To answer the key question you asked though:

(2024-12-06, 05:04 PM)Sciborg_S_Patel Wrote: So then does the distinction end up separating Persons from everything else, including feelings/thoughts/reasoning?

In my opinion, yes. As I argued in my post to Valmar above, the experiencer (person) is distinct from his/her experiences (feelings/thoughts/reasoning); the latter are contingent on the former.

The question then arises: well, what exactly is a person then if (s)he is comprised neither of stuff nor experience?

My answer is closest to the third (c) given in the SEP article on dualism under 5.2.2 Unity and Substance Dualism, the ‘no-analysis’ account, which is:

Quote:The view that it is a mistake to present any analysis. This is Foster’s view, though I think Vendler (1984) and Madell (1981) have similar positions. Foster argues that even the ‘consciousness’ account is an attempt to explain what the immaterial self is ‘made of’ which assimilates it too far towards a kind of physical substance. In other words, Descartes has only half escaped from the ‘ectoplasmic’ model. (He has half escaped because he does not attribute non-mental properties to the self, but he is still captured by trying to explain what it is made of.)

Foster (1991) expresses it as follows:


…it seems to me that when I focus on myself introspectively, I am not only aware of being in a certain mental condition; I am also aware, with the same kind of immediacy, of being a certain sort of thing…

It will now be asked: ‘Well, what is this nature, this sortal attribute? Let’s have it specified!’ But such a demand is misconceived. Of course, I can give it a verbal label: for instance, I can call it ‘subjectness’ or ‘selfhood’. But unless they are interpreted ‘ostensively’, by reference to what is revealed by introspective awareness, such labels will not convey anything over and above the nominal essence of the term ‘basic subject’. In this respect, however, there is no difference between this attribute, which constitutes the subject’s essential nature, and the specific psychological attributes of his conscious life…

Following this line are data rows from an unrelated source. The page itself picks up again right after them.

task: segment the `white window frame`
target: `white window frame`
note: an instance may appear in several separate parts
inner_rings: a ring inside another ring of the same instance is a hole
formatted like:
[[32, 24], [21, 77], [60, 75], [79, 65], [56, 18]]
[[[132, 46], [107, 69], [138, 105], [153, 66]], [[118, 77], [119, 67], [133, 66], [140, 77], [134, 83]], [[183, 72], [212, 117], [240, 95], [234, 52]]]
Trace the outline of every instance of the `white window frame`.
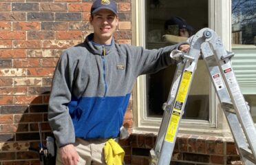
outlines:
[[[132, 0], [132, 22], [136, 23], [133, 24], [133, 45], [144, 47], [146, 45], [145, 1]], [[231, 0], [209, 0], [209, 28], [220, 36], [224, 45], [226, 45], [226, 49], [231, 50]], [[220, 21], [222, 23], [220, 23]], [[133, 91], [133, 131], [135, 133], [137, 131], [157, 133], [161, 124], [162, 118], [147, 116], [146, 81], [147, 76], [145, 75], [138, 78]], [[211, 83], [211, 81], [210, 83]], [[223, 135], [224, 132], [230, 132], [222, 110], [217, 106], [219, 100], [211, 84], [209, 94], [209, 121], [182, 120], [180, 132], [208, 132], [213, 133], [215, 135], [216, 133]], [[230, 133], [228, 133], [228, 134]]]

Admittedly, the feeling that there must be more to be said from a God’s eye view dies hard. The reason is that, even when we have acknowledged that basic subjects are wholly non-physical, we still tend to approach the issue of their essential natures in the shadow of the physical paradigm. (243–5)

I qualify this by adding that for me the mistake is not that it's necessarily the case that no analysis is possible, but rather that, if one is, I simply don't know how to provide it using the conceptual tools at my disposal.

[1] Even more broadly, it really depends on what is being counted, and especially whether that is categories or instances: types versus tokens. The SEP article on monism covers this in detail. Interestingly, regarding token monism, it distinguishes between existence monism and priority monism. These might be the technical terms to describe the distinction you seem to want to make between One True Self idealism (an existence monism?) and One and the Many idealism (a priority monism?). It might be that Itay Shani's defence of cosmopsychism against the decombination problem in his paper Cosmopsychism: A Holistic Approach to the Metaphysics of Experience (which I analysed in my thread The decombination problem, related arguments, and potential solutions: an analysis) could be summarised as affirming cosmopsychism as a priority monism rather than an existence monism. It might be worth asking him whether he'd be comfortable with that characterisation. Personally, I'm not convinced that this distinction is all that meaningful (on idealism), but it seemed worth drawing those terms to your attention anyway.